Tips for the Best High Protein Ice Cream
Alright, wanna make SURE your high protein ice cream is totally AMAZING? Here are my secrets for getting it just right:
- **Protein Powder Matters!** Like I said before, whey protein isolate is usually a safe bet. But experiment! Just be ready for some fails.
- **Sweetness is Key:** Taste your mixture before you churn it. Not sweet enough? Add a *little* more sugar. Remember, you can always add more, but you can’t take it away!
- **Goodbye, Ice Crystals!** Nobody likes icy ice cream! Make sure your ice cream maker is super cold before you start churning. Also, freezing it quickly helps! I sometimes put the loaf pan in the freezer *before* I even start churning!

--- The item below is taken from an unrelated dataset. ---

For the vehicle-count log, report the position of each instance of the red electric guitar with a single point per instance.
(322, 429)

Variations for Your High Protein Ice Cream
Okay, so you’ve got the basic high protein ice cream down. But now’s the time to get creative! Seriously, this is where the fun BEGINS! Wanna switch things up? Here are some of my absolute *favorite* ways to jazz up this recipe:
- **Chocolate Chunk:** Add a tablespoon or two of cocoa powder to the blender, and then stir in some dark chocolate chips after churning. SO good!
- **Strawberry Sensation:** Toss in some fresh (or frozen!) strawberries into the blender. It’ll turn a gorgeous pink color.
- **Coffee Buzz:** Add a shot of espresso (cooled, obvi!) or a teaspoon of instant coffee to the mix. Coffee ice cream with a protein boost? Yes, please!
- **Peanut Butter Bliss:** Swirl in some peanut butter after churning. Or, even better, use my protein fluff recipe for a little extra texture and flavor!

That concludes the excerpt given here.